Ce fut l’un des sujets budgétaires brûlants de l’automne. Les députés ont finalement transposé l’accord conclu par le gouvernement avec une partie du mouvement HLM sur une baisse progressive des loyers. Son montant sera de 800 millions d’euros en 2018 et 2019, puis de 1,5 milliard d’euros en 2020, pour compenser une baisse équivalente des aides personnalisées au logement (APL) perçues par les locataires HLM. « L’économie de 1,5 milliard d’euros sera en partie financée par des mesures fiscales [hausse de la TVA sur les constructions et rénovations HLM], permettant de diminuer la baisse des aides au logement versées aux bailleurs, qui était initialement envisagée » fait valoir Bercy. Les APL pour les accédants sont supprimées pour les logements neufs et maintenues pour l’ancien dans les zones non tendues.

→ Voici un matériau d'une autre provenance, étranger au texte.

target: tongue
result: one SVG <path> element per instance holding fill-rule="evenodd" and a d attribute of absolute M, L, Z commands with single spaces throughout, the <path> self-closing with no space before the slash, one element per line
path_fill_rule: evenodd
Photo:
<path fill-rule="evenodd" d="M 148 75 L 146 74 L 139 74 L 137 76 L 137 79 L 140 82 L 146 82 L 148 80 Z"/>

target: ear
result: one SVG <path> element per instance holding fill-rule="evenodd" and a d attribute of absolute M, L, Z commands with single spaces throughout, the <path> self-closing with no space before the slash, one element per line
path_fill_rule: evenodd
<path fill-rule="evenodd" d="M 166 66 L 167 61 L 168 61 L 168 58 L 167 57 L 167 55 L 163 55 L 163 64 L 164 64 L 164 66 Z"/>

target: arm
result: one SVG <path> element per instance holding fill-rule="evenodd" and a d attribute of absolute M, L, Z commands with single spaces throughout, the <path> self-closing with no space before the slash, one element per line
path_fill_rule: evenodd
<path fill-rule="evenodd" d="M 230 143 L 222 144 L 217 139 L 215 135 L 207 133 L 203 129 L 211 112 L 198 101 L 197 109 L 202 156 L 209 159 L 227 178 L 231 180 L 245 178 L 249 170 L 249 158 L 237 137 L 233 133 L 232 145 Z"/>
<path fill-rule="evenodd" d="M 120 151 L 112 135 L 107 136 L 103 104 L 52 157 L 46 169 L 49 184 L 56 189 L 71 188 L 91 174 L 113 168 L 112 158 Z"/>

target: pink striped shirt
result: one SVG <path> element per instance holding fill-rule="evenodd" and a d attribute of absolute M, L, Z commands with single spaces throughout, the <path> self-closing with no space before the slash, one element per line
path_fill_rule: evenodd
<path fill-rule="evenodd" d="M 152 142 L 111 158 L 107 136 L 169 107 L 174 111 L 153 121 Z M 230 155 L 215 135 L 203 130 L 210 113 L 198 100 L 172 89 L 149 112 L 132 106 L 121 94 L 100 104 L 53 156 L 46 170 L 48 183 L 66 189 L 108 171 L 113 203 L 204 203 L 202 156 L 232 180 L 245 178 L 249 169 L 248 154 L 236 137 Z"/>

L’avantage fiscal Pinel consenti aux particuliers achetant un logement pour le louer, est prorogé pour quatre ans mais réduit aux zones tendues. Dans les autres zones, le logement devra être acquis avant fin 2018. De, même le prêt à taux zéro dans le neuf ne sera maintenu que pendant deux ans dans les zones non tendues, si la demande de permis de construire est déposée avant fin 2017 et l’acte d’achat signé avant fin 2018.

  • Collectivités territoriales

Les résultats des négociations menées lors de la Conférence nationale des territoires, le 14 décembre à Cahors (Lot), ont été insérés par amendement dans le projet de loi de programmation des finances publiques 2018-2022, qui devait également être voté jeudi soir. Il atténue partiellement la contractualisation initialement annoncée par l’exécutif afin de modérer la hausse des dépenses des collectivités territoriales. Alors que leurs dépenses de fonctionnement devaient être contenues à une hausse de 1,2 % par an pendant cinq ans pour les 319 principales collectivités, leur taux d’évolution annuel pourra finalement être modulé à la hausse ou à la baisse sur trois ans autour de ce taux pivot, en tenant compte de trois critères (démographique, efforts antérieurs et revenu moyen par habitant). Quant au plafond d’endettement, dit « règle d’or », qui devait être respecté sous peine de diminution des dotations, il n’aura pas de valeur contraignante : si les collectivités concernées dépassent le plafond, elles n’encourront pas de sanction financière. 

  • Fiscalité numérique

La collecte des taxes de séjour par les plates-formes de location en ligne sera rendue obligatoire à partir de 2019. En revanche, contrairement à ce qu’avait voté le Sénat, les députés ont reporté de 2018 à 2019 l’interdiction de cartes prépayées pour les plates-formes de location de meublés touristiques. Le sujet avait déclenché une polémique début décembre après la révélation qu’Airbnb proposait à ses clients français une carte de ce type, soupçonnée de favoriser la fraude fiscale. Le gouvernement invoque des questions de « compatibilité [de l’interdiction] avec le droit de l’Union européenne », quand Bercy souligne qu’Airbnb, convoqué entre-temps, s’est déjà engagé à retirer sa propre carte.